Ho impiegato una buona oretta a frugare tra le mie cartacce per riportare alla luce questo prezioso reperto, all’epoca copiato a mano dall’originale con la complicità dell’insegnante del girevole frugolo. Ci ho perso tempo per una precisa ragione.
Con l’approssimarsi delle elezioni si infittisce il numero dei “comunicati” delle forze (si fa per dire) politiche e di soggetti che si svegliano dal letargo annusando aria di seggi più o meno prestigiosi, poltrone e sgabelli, da conquistare.

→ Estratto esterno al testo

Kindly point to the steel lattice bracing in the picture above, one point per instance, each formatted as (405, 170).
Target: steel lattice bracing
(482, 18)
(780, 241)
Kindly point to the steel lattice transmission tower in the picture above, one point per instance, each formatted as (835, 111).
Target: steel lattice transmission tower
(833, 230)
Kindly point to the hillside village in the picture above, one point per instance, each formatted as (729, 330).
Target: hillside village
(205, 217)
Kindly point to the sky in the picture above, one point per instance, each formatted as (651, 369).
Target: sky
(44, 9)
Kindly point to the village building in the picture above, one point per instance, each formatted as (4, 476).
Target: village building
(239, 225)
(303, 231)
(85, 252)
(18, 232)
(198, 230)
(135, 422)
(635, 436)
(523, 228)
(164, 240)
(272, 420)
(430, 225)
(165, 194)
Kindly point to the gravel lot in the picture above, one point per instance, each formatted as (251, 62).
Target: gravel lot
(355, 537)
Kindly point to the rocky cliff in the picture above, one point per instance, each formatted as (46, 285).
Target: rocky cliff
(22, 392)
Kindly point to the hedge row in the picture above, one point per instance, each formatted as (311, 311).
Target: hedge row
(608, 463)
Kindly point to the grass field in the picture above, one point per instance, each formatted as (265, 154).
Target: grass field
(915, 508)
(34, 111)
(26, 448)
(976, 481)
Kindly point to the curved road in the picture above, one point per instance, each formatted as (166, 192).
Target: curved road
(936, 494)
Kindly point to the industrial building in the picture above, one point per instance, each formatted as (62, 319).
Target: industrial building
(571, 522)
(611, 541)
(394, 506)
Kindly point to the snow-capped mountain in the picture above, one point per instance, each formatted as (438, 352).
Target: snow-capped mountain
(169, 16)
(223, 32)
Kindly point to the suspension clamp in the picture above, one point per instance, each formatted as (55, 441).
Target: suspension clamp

Orbene poiché la maggioranza di questi soggetti è piuttosto ignara dell’arte del comunicare, gli epocali pronunciamenti, che spesso per noia e pigrizia pubblichiamo senza averli filtrati con l’attenzione dovuta (cinicamente pensando: tanto li firmano loro e a leggerli – statistiche alla mano – sono quattro gatti) risultano, oltre che delle usuali favate concettuali, ben farciti di orrori ortografici (“ad OK” in luogo di “ad hoc”, “guasi”, “propio”, “bibblioteca”, “in sieme” solo per citare – tacendo i peccatori – gli ultimi).
Mi sono ritrovato a pensare che il tempo trascorso era tale che il giovane cronista delle “dondole in Venezia infestata” avrebbe potuto tranquillamente essere tra gli autori delle perle comunicative odierne.
E qui ci giunge in soccorso la saggezza degli anziani, in particolare quella di un nostro antico conoscente che usava ripetere: “Se pensi che uno sia tonto, per riprova, pensa a com’era da piccino”
E’ vero, perché uno da adulto, pur essendo tonto, come avrebbe detto il nostro primo eroe, “si immaschera”, può darla a bere, può fare perfino i soldi, e approfittando della poca voglia generale di impegnarsi, può darsi alla politica, essere eletto a pubbliche cariche, iscriversi a prestigiosi sodalizi e darsi importanza, impressionare il prossimo.
Da bimbo no, se uno è tonto la spietata e perspicace comunità dei bimbi lo avverte, va al sodo e lo dichiara tonto.
E poiché un altro adagio locale recita: “I tonti ‘un hanno partito”, restando perfettamente “super partes”, invitiamo i nostri concittadini – se li hanno conosciuti da coetanei – nella valutazione di coloro ai quali si intenda affidare la guida del territorio, a ripensare a come erano da piccini.